Paradójicamente, sé que no pasé mucho tiempo en un platillo de Petri, aunque el proceso habría sido más fácil para ella si hubiera recurrido a los progresos médicos que en la actualidad hacían de la procreación, la gestación y el parto un proceso tan emocionante como un número telefónico equivocado. Callie me había concebido a la vieja usanza: un espermatozoide fortuito dando en el blanco en la época apropiada del mes. Me había llevado en el vientre nueve meses, y me había parido con dolor, tal como Dios le prometió a Eva. Y había odiado cada minuto de ello. ¿Cómo lo sé? Porque no se cansaba de contármelo. Me lo contó tres veces por día durante mi infancia.
No le molestaba tanto el dolor. Por tratarse de una mujer capaz de cargar con un órgano reproductor tan grande como ella misma para insertarlo en una cloaca increíblemente fétida mientras estaba arrodillada en medio de excrementos de dinosaurio, Callie era bastante quisquillosa. Había odiado la sanguinolenta rudeza del parto, los olores y sensaciones.
La oficina de Callie estaba fresca. En eso había pensado cuando fui allí, sólo en refrescarme. Pero no daba resultado. Sólo conseguí que el sudor de mi cuerpo se pusiera pegajoso. Me costaba respirar, y me temblaban las manos. Me sentía al borde de un ataque de angustia, y no sabía por qué. Para colmo me volvía a doler el pescuezo.

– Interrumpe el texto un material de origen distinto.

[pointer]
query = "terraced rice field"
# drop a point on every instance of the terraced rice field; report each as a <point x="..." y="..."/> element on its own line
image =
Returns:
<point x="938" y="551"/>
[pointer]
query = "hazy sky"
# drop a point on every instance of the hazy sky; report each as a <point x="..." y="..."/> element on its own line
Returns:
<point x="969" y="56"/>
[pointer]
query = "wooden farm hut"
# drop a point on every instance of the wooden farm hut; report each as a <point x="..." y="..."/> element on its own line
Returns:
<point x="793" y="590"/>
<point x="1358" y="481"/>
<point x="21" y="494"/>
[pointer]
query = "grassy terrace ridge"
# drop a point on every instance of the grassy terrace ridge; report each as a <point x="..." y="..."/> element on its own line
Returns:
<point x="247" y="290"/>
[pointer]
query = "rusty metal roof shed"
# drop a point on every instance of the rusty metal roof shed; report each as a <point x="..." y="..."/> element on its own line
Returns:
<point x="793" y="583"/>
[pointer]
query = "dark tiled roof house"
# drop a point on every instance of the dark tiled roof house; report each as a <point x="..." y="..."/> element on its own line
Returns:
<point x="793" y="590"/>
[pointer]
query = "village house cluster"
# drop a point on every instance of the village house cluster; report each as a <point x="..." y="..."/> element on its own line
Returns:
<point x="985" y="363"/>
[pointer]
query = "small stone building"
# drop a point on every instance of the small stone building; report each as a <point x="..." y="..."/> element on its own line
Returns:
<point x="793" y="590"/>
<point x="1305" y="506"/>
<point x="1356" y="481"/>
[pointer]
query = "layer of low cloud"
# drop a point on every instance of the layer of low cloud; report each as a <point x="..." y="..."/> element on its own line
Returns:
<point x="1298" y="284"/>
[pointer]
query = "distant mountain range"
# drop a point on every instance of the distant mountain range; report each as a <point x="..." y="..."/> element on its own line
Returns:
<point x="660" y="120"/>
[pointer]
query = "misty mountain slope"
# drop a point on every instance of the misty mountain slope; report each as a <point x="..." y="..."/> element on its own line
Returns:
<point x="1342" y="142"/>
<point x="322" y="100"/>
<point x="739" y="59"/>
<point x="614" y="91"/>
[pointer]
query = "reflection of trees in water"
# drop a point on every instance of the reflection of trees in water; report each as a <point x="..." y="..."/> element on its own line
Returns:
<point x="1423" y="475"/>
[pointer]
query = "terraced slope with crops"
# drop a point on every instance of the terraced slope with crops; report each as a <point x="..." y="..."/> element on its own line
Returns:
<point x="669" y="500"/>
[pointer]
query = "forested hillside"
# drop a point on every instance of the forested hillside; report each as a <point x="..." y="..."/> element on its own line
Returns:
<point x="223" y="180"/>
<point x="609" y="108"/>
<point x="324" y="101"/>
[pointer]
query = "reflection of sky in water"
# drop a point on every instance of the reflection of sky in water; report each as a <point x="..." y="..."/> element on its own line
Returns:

¿Y por qué no había mencionado el propósito de nuestra visita? Porque ella estaba ocupada, me dije. Pero había tenido tiempo de sobra cuando estábamos en el portón. En cambio, la dejé parlotear sobre los viejos tiempos. Habría sido una oportunidad perfecta para convencerla de aceptar un trabajo como terrícola nativa en nuestro pequeño equipo de viajeros del tiempo. Después de esa perorata sobre la brecha generacional, habría quedado como una tonta si no aceptaba. Y yo conocía a Callie. Le gustaría el trabajo, aunque jamás lo admitiera, y sólo lo aceptaría si lográbamos dar la impresión de que la idea era suya, como un favor para Brenda y para mí.
Me levanté y fui hasta la ventana. Eso no me ayudó, así que fui a la pared opuesta. No hubo mejoras. Cuando lo repetí tres o cuatro veces, me di cuenta de que me paseaba como un animal enjaulado. Me froté la nuca, fui de nuevo a las ventanas, miré hacia abajo.
Las ventanas de la oficina de Callie dan sobre el interior del cobertizo desde abajo del techo. Una escalera conduce a una terraza «externa», que en realidad está dentro del pequeño disneylandia que es su hacienda. Miraba los corrales de apareamiento de donde acababa de irme. Allí estaba Callie, señalándole algo a Brenda, quien presenciaba el espectáculo de la cópula de dos brontosaurios. Detrás había una figura que me resultaba conocida. Entorné los ojos, pero no sirvió de nada, así que cogí los binoculares que colgaban de un gancho al lado de la ventana.
Enfoqué la figura alta y pelirroja de Andrew Mac-Donald.